Kant argued that his 12 “intuitions of the pure understanding” existed a priori, ie., prior to any observable experience, and as such, were fundamental precursors to any knowledge framework.

What appears below emerged from research I’ve been doing on the history of philosophy and science, summarized on a prior post on Divergence.  In that earlier graphic, it’s no coincidence that Aristotle is at the top and Kant is in the center, flanked by left-brain dominated science, and right-brain dominated philosophy, modern distinctions that weren’t evident back then.

(c) 2012 Chris Jones @sourcepov

I’ve attempted to accurately capture commonly used key words for each element of Kant’s Framework.

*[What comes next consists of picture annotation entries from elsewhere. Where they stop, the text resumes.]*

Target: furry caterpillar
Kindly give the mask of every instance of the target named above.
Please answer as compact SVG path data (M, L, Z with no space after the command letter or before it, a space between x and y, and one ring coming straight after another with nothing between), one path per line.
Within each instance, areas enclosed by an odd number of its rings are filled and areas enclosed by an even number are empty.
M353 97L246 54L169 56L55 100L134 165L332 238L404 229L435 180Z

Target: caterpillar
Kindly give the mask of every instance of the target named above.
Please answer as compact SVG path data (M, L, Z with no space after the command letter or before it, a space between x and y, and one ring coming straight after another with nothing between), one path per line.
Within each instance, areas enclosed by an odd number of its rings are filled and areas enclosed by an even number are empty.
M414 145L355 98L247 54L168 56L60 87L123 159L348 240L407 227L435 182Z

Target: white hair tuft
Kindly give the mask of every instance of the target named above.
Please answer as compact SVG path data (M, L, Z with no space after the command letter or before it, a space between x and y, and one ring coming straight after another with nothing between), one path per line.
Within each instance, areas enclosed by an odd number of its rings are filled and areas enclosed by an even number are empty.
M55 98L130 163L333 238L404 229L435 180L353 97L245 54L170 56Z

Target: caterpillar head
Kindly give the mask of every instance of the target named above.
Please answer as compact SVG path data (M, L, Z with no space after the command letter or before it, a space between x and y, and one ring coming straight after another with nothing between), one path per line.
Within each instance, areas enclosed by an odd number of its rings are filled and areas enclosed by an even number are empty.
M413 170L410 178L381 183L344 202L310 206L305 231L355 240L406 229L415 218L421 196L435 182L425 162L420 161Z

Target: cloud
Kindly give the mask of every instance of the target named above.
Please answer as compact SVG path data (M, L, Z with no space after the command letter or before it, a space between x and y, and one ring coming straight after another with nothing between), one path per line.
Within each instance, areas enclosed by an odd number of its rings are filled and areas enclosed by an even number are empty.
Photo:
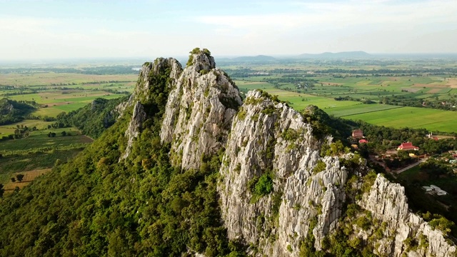
M281 4L288 4L281 3ZM391 0L353 0L348 3L290 2L293 9L272 14L201 16L199 23L252 30L269 27L344 28L348 26L413 25L423 23L457 24L457 4L453 1L395 4Z

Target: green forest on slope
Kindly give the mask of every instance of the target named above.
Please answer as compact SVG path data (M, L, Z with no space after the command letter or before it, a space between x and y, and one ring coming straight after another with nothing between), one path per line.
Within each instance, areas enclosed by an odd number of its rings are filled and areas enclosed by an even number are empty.
M242 256L256 253L255 246L243 245L242 238L229 241L221 220L216 185L224 148L201 156L203 164L198 170L170 164L170 146L161 143L159 132L170 89L170 68L161 68L159 75L151 73L147 77L148 97L140 96L148 119L126 159L119 161L127 144L124 133L132 106L74 160L56 161L51 171L30 186L0 198L0 256L176 256L199 252L206 256ZM144 83L141 79L139 87ZM87 133L96 135L105 130L104 125L99 126L109 109L105 107L118 103L99 103L100 111L94 114L97 121L86 124ZM61 119L84 122L84 115L91 110L91 106L85 108ZM332 133L343 140L351 131L349 126L315 106L302 114L317 137ZM92 126L96 128L90 129ZM341 142L337 145L341 147L324 149L321 154L338 154L343 147ZM359 156L342 161L355 170ZM316 252L310 232L316 221L311 221L300 256L373 256L372 248L348 238L351 224L376 225L367 218L356 218L355 213L363 211L351 203L369 191L375 178L373 172L361 178L350 174L346 188L348 205L341 218L344 226L322 243L324 251ZM358 181L363 185L361 191L351 186Z

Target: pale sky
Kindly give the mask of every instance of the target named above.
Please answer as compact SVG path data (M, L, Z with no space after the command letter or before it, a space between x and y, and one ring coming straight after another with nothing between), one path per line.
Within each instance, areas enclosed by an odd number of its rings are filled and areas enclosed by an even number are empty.
M457 53L457 0L0 0L0 61Z

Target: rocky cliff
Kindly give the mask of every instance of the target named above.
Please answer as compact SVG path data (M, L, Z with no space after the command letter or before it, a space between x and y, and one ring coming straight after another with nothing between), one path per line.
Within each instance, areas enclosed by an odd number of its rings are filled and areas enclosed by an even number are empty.
M354 237L372 238L380 224L383 236L376 238L374 253L382 256L453 256L456 246L446 241L443 232L411 213L403 186L389 182L378 174L368 193L357 201L371 213L373 226L356 228Z
M408 210L401 186L366 175L356 155L323 154L335 143L306 115L260 91L242 103L206 49L193 51L187 64L159 59L143 66L126 104L135 103L124 158L144 116L166 103L160 137L171 144L172 165L198 169L222 153L222 219L229 238L250 246L250 255L337 255L329 241L340 242L338 235L344 246L379 256L454 254L441 231Z
M199 168L201 159L226 143L233 116L241 105L238 89L216 68L208 53L189 57L169 95L161 138L171 143L171 163Z
M229 238L258 246L263 254L289 256L298 254L308 229L318 248L335 228L347 174L338 158L320 157L323 143L312 130L284 104L258 91L248 94L221 168L221 208ZM261 183L272 187L259 191Z

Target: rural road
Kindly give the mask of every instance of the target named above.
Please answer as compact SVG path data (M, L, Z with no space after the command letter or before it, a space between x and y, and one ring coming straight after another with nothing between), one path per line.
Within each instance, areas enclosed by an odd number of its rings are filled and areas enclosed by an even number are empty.
M422 163L423 162L427 161L428 159L428 158L423 158L422 160L421 160L421 161L419 161L418 162L416 162L416 163L413 163L413 164L411 164L411 165L410 165L408 166L406 166L406 167L405 167L405 168L403 168L402 169L400 169L400 170L398 170L398 171L395 171L395 173L397 173L397 174L400 174L401 173L402 173L402 172L403 172L405 171L407 171L407 170L408 170L408 169L410 169L410 168L413 168L414 166L416 166Z

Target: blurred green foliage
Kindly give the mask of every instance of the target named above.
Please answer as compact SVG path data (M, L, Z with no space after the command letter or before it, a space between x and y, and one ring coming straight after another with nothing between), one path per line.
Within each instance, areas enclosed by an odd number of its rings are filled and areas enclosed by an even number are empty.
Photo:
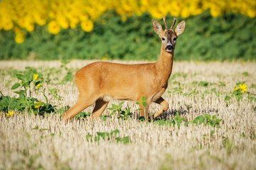
M177 23L181 21L177 18ZM95 23L91 33L80 26L54 35L46 26L36 26L22 44L14 33L0 31L1 60L97 59L156 60L161 40L148 13L122 21L113 11ZM166 16L169 27L173 18ZM162 21L159 21L164 27ZM177 40L176 60L255 60L256 20L229 13L212 17L209 11L186 19L184 33Z

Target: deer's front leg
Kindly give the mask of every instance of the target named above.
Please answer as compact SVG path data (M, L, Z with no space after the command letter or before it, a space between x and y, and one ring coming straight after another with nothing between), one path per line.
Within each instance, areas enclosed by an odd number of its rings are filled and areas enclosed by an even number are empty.
M155 103L162 106L163 108L154 115L154 118L156 118L157 116L161 115L163 112L167 110L169 108L169 105L167 101L166 101L162 97L160 97L159 99L157 99L157 101L156 101Z
M149 116L149 104L146 105L146 107L144 107L142 103L139 104L139 108L141 108L141 110L139 110L140 112L140 115L141 116L144 116L146 120L148 119L148 116Z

Below each of these, in blue, I’ve provided some more modern phraseology.  And I’ve indexed Kant’s 4 Categories (columns A-D) and 3 Dimensions (rows 1-3) for discussion.  Click on the chart to view it larger.

New thinking? That appears in the far right column, also in blue.

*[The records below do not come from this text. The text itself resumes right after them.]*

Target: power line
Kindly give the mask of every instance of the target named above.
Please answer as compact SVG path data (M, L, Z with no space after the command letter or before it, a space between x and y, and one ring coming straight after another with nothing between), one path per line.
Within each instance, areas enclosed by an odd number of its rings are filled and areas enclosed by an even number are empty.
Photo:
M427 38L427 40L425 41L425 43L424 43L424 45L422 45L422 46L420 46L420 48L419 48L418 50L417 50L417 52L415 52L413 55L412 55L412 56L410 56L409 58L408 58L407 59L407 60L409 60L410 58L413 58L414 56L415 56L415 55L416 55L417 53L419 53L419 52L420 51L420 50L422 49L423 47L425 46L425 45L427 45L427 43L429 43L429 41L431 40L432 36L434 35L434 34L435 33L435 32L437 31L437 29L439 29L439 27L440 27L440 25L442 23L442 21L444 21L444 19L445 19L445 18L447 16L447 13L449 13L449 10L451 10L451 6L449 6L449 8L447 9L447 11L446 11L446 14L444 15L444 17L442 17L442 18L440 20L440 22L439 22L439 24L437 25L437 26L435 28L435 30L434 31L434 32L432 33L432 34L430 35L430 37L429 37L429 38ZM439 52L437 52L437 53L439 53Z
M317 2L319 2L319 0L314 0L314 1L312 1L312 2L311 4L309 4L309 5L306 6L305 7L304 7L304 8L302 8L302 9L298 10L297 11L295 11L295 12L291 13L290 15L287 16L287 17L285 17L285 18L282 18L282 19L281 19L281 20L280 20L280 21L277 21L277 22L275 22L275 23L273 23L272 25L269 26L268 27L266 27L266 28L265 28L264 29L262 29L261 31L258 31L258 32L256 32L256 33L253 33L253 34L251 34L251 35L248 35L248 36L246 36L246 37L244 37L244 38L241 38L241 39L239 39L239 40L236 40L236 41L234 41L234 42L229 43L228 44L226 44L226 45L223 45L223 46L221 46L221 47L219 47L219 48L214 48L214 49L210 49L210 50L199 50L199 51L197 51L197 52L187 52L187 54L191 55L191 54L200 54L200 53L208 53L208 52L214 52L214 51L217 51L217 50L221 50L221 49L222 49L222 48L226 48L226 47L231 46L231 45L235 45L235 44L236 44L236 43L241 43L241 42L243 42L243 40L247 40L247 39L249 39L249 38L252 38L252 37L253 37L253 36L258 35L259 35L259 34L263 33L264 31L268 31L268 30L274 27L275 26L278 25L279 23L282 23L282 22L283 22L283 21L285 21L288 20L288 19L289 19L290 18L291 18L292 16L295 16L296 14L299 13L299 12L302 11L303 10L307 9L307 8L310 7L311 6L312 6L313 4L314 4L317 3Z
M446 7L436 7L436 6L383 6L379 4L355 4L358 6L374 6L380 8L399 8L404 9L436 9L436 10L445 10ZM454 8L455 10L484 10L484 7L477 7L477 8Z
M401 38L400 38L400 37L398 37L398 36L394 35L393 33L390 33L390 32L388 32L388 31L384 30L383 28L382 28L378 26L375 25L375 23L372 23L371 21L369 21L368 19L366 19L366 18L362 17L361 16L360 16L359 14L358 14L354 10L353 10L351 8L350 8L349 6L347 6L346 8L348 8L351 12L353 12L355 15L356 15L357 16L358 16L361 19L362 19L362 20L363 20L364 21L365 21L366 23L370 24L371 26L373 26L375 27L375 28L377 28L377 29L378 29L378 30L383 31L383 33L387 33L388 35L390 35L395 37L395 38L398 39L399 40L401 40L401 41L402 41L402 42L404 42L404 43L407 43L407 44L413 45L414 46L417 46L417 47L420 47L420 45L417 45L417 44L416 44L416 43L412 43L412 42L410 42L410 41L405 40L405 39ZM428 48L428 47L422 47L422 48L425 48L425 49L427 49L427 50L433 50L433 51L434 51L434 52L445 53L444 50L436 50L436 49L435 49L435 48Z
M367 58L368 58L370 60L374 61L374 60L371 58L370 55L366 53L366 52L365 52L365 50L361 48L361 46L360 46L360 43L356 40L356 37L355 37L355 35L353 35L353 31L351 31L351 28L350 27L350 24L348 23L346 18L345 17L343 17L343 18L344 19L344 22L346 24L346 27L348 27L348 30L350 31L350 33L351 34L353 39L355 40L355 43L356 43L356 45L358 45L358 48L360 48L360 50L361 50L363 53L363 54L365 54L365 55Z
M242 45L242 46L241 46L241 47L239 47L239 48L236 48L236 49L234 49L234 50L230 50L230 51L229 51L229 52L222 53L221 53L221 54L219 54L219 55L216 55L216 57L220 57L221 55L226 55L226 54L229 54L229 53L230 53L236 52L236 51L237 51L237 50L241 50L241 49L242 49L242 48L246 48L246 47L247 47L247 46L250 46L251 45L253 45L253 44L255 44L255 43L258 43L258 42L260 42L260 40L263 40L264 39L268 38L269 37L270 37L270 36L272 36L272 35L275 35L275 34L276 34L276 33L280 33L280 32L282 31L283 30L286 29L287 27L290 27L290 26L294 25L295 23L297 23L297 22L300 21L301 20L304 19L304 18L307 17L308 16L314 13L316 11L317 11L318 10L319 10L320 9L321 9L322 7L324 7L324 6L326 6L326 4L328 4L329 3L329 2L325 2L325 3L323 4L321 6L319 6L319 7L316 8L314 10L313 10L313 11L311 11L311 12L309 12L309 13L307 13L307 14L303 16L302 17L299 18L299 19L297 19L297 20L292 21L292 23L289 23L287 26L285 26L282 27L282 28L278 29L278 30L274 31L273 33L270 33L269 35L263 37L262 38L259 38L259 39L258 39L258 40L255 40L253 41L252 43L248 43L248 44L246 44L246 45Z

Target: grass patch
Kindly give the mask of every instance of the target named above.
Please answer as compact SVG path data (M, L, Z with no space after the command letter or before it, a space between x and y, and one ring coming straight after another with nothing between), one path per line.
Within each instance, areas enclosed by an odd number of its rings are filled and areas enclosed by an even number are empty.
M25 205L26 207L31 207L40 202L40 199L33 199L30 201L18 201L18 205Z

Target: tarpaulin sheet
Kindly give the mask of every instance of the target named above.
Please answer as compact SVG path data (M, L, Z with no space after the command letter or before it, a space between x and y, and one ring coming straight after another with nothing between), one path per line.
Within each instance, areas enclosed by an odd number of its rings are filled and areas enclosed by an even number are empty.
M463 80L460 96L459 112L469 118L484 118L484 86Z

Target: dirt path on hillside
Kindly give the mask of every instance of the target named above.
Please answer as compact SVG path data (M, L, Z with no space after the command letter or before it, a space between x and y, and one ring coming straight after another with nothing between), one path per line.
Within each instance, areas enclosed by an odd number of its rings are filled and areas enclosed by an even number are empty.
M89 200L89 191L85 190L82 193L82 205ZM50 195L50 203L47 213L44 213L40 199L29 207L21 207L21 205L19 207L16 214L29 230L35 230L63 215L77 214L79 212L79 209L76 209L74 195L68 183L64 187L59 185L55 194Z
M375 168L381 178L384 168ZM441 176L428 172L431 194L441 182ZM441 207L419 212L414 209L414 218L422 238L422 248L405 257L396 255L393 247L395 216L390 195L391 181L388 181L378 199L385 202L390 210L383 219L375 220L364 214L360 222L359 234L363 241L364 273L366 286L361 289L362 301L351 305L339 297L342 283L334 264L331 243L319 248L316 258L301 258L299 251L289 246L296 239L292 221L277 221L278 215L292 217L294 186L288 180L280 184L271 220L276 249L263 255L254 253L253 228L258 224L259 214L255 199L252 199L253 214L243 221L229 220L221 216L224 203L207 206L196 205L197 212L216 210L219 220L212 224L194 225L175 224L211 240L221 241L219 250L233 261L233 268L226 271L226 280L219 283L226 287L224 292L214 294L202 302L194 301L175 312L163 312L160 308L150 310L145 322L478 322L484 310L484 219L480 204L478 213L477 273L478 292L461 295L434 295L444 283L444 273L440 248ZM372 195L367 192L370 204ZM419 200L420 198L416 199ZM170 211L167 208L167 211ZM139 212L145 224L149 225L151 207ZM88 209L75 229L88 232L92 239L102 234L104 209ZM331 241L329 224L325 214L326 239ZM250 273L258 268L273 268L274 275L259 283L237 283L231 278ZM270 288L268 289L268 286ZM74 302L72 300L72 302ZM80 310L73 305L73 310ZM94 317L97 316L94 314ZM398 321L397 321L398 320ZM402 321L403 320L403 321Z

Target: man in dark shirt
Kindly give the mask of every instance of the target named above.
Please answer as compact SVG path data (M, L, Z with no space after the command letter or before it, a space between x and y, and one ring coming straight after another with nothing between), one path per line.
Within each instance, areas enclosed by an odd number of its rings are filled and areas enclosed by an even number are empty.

Think of each phrase as a semantic symbol for each of 12 categorical dimensions that Kant offered us in his 1781 “4×3” framework.  Keep in mind, translation from German can introduce some ambiguity.  So can the mountain of doctoral dissertations on this topic in the intervening 230 years.  [Note: as I’m likely trodding on well-worn ground of others, please alert me to appropriate authoritative attributions that are due; I will add citations.]

Wittgenstein has been an important voice in my thinking.  In rationalization of knowledge frameworks or, really, anything as abstract as knowledge itself, the semantics are extremely important – especially with Kant.  Two other frameworks I wanted to throw in the mix here:  (a.) Aristotle’s 4 Causes, and (b.) the structure of western language itself, using English (my mother tongue) as a basis.

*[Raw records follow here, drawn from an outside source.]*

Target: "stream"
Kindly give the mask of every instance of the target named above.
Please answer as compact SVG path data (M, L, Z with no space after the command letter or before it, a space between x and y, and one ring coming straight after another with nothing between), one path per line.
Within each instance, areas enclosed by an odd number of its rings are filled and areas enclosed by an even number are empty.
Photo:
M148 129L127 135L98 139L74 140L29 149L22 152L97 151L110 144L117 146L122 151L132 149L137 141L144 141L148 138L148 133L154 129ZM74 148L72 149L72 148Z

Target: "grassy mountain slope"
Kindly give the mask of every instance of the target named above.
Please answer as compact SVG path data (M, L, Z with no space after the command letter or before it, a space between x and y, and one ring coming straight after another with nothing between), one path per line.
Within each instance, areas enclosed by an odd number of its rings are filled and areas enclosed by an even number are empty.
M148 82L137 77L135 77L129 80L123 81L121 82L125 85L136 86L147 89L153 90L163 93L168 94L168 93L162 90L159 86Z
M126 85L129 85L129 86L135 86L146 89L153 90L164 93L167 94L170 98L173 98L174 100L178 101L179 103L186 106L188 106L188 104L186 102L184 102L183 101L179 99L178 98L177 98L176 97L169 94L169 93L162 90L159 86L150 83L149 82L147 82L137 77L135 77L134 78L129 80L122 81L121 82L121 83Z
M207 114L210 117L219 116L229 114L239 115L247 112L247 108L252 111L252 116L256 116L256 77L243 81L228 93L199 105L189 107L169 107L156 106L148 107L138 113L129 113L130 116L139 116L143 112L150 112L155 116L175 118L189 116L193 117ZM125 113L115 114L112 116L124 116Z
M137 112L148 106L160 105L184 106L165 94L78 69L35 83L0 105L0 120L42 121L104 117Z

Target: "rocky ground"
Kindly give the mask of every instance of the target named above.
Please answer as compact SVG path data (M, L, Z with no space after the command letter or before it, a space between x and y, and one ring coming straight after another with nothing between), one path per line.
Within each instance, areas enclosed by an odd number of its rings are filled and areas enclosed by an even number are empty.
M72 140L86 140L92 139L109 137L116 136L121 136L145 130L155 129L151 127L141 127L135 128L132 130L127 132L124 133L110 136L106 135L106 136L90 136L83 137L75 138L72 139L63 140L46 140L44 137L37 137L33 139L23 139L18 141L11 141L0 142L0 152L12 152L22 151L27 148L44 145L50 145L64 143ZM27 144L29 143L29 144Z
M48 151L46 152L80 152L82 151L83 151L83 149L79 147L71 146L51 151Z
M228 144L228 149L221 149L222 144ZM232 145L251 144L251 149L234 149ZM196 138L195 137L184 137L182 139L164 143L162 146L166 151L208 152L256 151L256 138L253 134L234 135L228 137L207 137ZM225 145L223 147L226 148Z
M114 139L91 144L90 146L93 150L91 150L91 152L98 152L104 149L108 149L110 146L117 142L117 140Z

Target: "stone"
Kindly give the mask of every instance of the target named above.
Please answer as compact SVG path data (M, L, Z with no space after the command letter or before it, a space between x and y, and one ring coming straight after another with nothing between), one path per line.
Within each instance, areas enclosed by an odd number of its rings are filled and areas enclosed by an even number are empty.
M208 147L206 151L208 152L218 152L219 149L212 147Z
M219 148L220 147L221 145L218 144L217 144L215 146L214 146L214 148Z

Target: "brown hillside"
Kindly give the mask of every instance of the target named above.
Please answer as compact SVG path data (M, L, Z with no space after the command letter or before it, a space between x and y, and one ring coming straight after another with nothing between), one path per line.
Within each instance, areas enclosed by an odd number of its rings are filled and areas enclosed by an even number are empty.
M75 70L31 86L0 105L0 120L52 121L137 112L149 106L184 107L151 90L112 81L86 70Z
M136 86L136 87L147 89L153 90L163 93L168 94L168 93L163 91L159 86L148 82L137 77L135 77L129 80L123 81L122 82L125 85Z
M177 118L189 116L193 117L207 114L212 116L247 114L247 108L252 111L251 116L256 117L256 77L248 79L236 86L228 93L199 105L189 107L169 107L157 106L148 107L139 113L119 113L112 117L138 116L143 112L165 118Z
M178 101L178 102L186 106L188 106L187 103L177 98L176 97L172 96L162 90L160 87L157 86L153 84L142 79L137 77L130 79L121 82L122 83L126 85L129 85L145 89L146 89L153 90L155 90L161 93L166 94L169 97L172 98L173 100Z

(c) 2012 Chris Jones @sourcepov

With that as an input, let’s tap Wittgenstein-thinking re: language in hopes we might identify some semantic connections lurking in Kant’ framework.  Let’s convert the conceptual symbols in the framework into sentences, to see what happens.

Walking the 4 columns.  First, we’ll test Kant’s framework as viewed through our updated, 21st century semantics to examine Kant’s 4 Categories (the columns) more deeply.  As we do, focus on my verbs (bold) that I’m using to evaluate each row in that column (underlined).  This allows us to see what’s happening analytically at each level of intuitive comprehension.

This forms the outline of a new analytical model based on Kant’s framework.

  • COL A. CREATE A CONCEPTUAL FRAME.  “I comprehend one archetype, I observe many examples in reality, but I can only imagine the complexity inherent in totality of the real world”
  • COL B. ESTABLISHING EPISTEMOLOGICAL CONTEXT.  “I recognize one state of actual reality, I hypothesize an ability to disprove events in such a reality, but I can infer that a true reality is constrained by a hybrid mix of limitations and constraints”
  • COL C. EXPLORE CHOICES. “I understand that there is an atomic, self contained archetypical concept, I may be able to prove the causal relationship of objects (the instantiations of concepts), but I can only attempt to interpolate the complex interdependency that exists among them in the real world”
  • COL D. SYNTHESIS (REAL-WORLD, COMPLEXITY). “I realize conceptually that something is possible, I conclude that empirical testing may prove it to be true, but I learn that true interactive dynamic is to be highly contingent on context, initial conditions, and other real-world factors”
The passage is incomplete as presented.